Easy peasy lemon squizzy! You Google "inheritance pillar of OOP" and you find the first results going into your sense.

Your conclusion: you were right! You won the argument. Inheritance has always been a pillar of OOP, and will always be! Nobody's contesting it! You're the King of the Objects!

However, your colleague is right too: Alan Key, considered as the father of OOP, didn't want to implement inheritance in the first version of Smalltalk. He simply doesn't like the concept.

You're not totally wrong either: inheritance is still considered for many as a pillar of OOP. Yet, doing a quick research only to confirm your opinion prevent you to see the whole reality.

You fell into the confirmation bias' trap.

Another example: if you look at the unit tests of a given project, they will often test that everything goes as expected, instead of trying to catch mistakes and possible failures. Again, confirming that the code do what it was intended to do was good enough for the developers. They only wanted to confirm that their code is right.

Manual tests, who are adulated by many developers too scared to write any kind of automatic test, are even more subject to the confirmation bias. Let's face it: nobody like to test manually, and even less failing scenarios. It takes time, especially since you need to retest everything when a piece of code change.

That's why manual tests only test artificially the best possible scenarios, not the ones which break your application.

Debiasing the Confirmation Bias

Tests For Failures

You already guessed it. Ask yourself, or ask your colleagues, to find evidence of problems instead of evidences that everything work. Again, it's flipping your way of reasoning.

Regarding tests, you need to write automated tests, test the complex part of your code, and the moving parts which might breaks or creates error. Test for failures, not only how the code is intended to work.

Traceability

Using again your development journal, you can try to trace the bugs in your application. Look for patterns, see if multiple bugs are the result of more general, broader assumptions created by the confirmation bias.

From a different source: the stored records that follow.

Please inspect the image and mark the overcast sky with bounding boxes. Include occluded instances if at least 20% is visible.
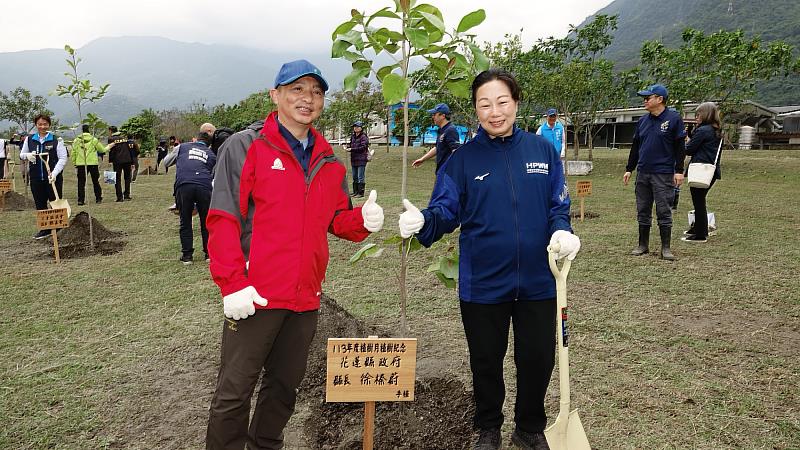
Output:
[0,0,612,52]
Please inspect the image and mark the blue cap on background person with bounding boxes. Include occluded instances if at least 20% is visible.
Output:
[636,84,669,98]
[275,59,328,91]
[428,103,450,115]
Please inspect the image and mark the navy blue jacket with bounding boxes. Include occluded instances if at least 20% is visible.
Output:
[625,108,686,174]
[436,122,461,172]
[686,124,722,180]
[417,128,572,303]
[175,141,217,191]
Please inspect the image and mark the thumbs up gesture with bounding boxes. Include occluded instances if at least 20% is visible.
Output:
[398,199,425,239]
[361,190,383,233]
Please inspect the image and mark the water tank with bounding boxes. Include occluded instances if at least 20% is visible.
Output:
[739,125,756,150]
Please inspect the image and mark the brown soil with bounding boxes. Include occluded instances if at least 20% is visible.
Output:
[3,191,35,211]
[300,296,474,450]
[42,211,125,259]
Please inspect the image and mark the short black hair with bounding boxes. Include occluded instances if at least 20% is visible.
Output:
[472,67,522,106]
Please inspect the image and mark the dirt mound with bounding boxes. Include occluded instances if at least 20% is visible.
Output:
[300,296,474,450]
[44,211,125,258]
[3,191,36,211]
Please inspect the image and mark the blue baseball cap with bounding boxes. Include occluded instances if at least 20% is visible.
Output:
[636,84,669,98]
[428,103,450,114]
[275,59,328,91]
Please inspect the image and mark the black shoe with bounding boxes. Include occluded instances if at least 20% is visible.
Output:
[511,428,550,450]
[472,428,502,450]
[681,234,708,243]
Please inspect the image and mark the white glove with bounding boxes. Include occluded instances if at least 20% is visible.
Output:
[222,286,267,320]
[550,230,581,261]
[361,190,383,233]
[398,199,425,239]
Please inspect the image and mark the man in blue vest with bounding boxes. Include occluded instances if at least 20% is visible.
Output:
[164,132,217,265]
[536,108,567,161]
[622,84,686,261]
[411,103,461,172]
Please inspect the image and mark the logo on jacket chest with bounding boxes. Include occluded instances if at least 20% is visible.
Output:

After all, when you have a misconception, you're likely to follow it in multiple parts of your code.

Let's take an extreme example: your colleague thinks that users are always honest, well-meaning, and he succeeded to find on Internet that yes, most of them won't try to break your software. He only searched for information confirming his opinion.

Consequently, you see an input in your applications which is not sanitized. Knowing that it can be the result of a bias, likely the confirmation bias, you search for more. Bingo! Not only one, but two, three inputs are potential back doors.

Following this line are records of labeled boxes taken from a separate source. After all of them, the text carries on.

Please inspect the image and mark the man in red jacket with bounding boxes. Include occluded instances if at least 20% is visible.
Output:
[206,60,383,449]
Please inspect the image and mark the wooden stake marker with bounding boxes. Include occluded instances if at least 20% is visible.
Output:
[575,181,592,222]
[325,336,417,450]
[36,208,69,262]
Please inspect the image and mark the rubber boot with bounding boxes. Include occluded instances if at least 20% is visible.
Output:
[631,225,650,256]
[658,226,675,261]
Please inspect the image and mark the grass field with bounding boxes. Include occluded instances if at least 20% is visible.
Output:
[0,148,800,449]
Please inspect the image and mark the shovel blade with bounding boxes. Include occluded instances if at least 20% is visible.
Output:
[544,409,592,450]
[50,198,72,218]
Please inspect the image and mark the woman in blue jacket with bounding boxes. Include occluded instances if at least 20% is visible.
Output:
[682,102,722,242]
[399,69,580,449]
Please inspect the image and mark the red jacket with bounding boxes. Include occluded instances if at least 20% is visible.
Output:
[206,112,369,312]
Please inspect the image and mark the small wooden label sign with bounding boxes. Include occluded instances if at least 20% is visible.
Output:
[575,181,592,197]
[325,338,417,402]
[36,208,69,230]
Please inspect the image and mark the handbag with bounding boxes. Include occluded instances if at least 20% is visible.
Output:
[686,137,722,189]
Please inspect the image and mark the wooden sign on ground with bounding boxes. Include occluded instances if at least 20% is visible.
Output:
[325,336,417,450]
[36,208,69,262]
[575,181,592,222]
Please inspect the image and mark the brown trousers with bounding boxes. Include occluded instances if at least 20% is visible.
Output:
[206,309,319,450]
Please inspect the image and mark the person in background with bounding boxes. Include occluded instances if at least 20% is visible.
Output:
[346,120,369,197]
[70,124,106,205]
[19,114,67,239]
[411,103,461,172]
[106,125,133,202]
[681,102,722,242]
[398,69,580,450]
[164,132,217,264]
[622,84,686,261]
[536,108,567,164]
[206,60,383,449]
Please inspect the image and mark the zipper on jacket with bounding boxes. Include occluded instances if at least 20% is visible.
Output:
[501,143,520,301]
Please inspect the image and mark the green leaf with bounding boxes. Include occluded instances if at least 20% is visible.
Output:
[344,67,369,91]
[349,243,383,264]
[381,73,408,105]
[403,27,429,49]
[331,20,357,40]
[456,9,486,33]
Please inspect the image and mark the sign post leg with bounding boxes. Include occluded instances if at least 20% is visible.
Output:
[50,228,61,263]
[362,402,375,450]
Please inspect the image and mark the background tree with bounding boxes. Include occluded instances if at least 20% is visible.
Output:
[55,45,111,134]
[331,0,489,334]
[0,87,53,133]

Because of the assumption of your colleague, you should definitely speak with him. Try to find out why he did what he did, and teach him what you now. Instead of fixing artificially some bugs, you'll fix the root problem.

No More Assumptions

In general, always try to find good, provable justifications for every assumption you make.

First, you need to find out that it's possibly an assumption. It's often believes you can't really justify. Often, we take them as granted, without asking ourselves questions about them.

Then, try to find what could make the assumption wrong.

If you do it for yourself, you'll do it for the others too, bringing good arguments with enough research and data. This might improve code and processes dramatically.

The Anchoring bias

The anchoring bias occurs when you fix your opinion on the initial information you've got, again without further thinking or research.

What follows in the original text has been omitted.